By offering a 16X increase in token outputs with the new GPT-4o Long Output variant, OpenAI is now giving users — and more specifically, third-party developers building atop its application programming interface (API) — the opportunity to have the chatbot return far longer responses, up to about a 200-page novel in length.

Table of Contents

Why is OpenAI launching a longer output model?

OpenAI’s decision to introduce this extended output capability stems from customer feedback indicating a need for longer output contexts.

An OpenAI spokesperson explained to VentureBeat: “We heard feedback from our customers that they’d like a longer output context. We are always testing new ways we can best serve our customers’ needs.”

The alpha testing phase is expected to last for a few weeks, allowing OpenAI to gather data on how effectively the extended output meets user needs.

This enhanced capability is particularly advantageous for applications requiring detailed and extensive output, such as code editing and writing improvement.

By offering more extended outputs, the GPT-4o model can provide more comprehensive and nuanced responses, which can significantly benefit these use cases.

Distinction between context and output

Already, since launch, GPT-4o offered a maximum 128,000 context window — the amount of tokens the model can handle in any one interaction, including both input and output tokens.

For GPT-4o Long Output, this maximum context window remains at 128,000.

So how is OpenAI able to increase the number of output tokens 16-fold from 4,000 to 64,000 tokens while keeping the overall context window at 128,000?

It call comes down to some simple math: even though the original GPT-4o from May had a total context window of 128,000 tokens, its single output message was limited to 4,000.

Similarly, for the new GPT-4o mini window, the total context is 128,000 but the maximum output has been raised to 16,000 tokens.

That means for GPT-4o, the user can provide up to 124,000 tokens as an input and receive up to 4,000 maximum output from the model in a single interaction. They can also provide more tokens as input but receive fewer as output, while still adding up to 128,000 total tokens.

For GPT-4o mini, the user can provide up to 112,000 tokens as an input in order to get a maximum output of 16,000 tokens back.

For GPT-4o Long Output, the total context window is still capped at 128,000. Yet, now, the user can provide up to 64,000 tokens worth of input in exchange for a maximum of 64,000 tokens back out — that is, if the user or developer of an application built atop it wants to prioritize longer LLM responses while limiting the inputs.

In all cases, the user or developer must make a choice or trade-off: do they want to sacrifice some input tokens in favor of longer outputs while still remaining at 128,000 tokens total? For users who want longer answers, the GPT-4o Long Output now offers this as an option.

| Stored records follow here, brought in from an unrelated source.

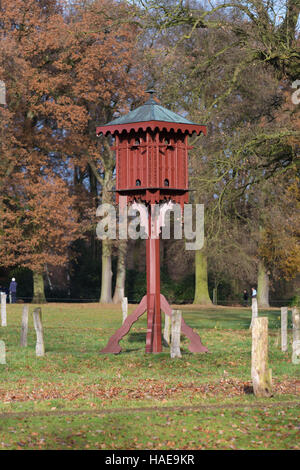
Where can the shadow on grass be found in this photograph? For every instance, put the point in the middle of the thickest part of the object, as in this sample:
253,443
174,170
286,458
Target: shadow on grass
136,338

Priced aggressively and affordably

The new GPT-4o Long Output model is priced as follows:

$6 USD per 1 million input tokens
$18 per 1 million output tokens

Compare that to the regular GPT-4o pricing which is $5 per million input tokens and $15 per million output, or even the new GPT-4o mini at $0.15 per million input and $0.60 per million output, and you can see it is priced rather aggressively, continuing OpenAI’s recent refrain that it wants to make powerful AI affordable and accessible to wide swaths of the developer userbase.

Currently, access to this experimental model is limited to a small group of trusted partners. The spokesperson added, “We’re conducting alpha testing for a few weeks with a small number of trusted partners to see if longer outputs help their use cases.”

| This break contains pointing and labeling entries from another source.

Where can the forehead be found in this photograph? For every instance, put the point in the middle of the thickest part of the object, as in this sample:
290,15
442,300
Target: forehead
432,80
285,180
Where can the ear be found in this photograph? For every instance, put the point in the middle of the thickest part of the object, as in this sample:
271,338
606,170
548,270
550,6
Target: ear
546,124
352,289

Depending on the outcomes of this testing phase, OpenAI may consider expanding access to a broader customer base.

Future prospects

The ongoing alpha test will provide valuable insights into the practical applications and potential benefits of the extended output model.

If the feedback from the initial group of partners is positive, OpenAI may consider making this capability more widely available, enabling a broader range of users to benefit from the enhanced output capabilities.

Clearly, with the GPT-4o Long Output model, OpenAI hopes to address an even wider range of customer requests and power applications requiring detailed responses.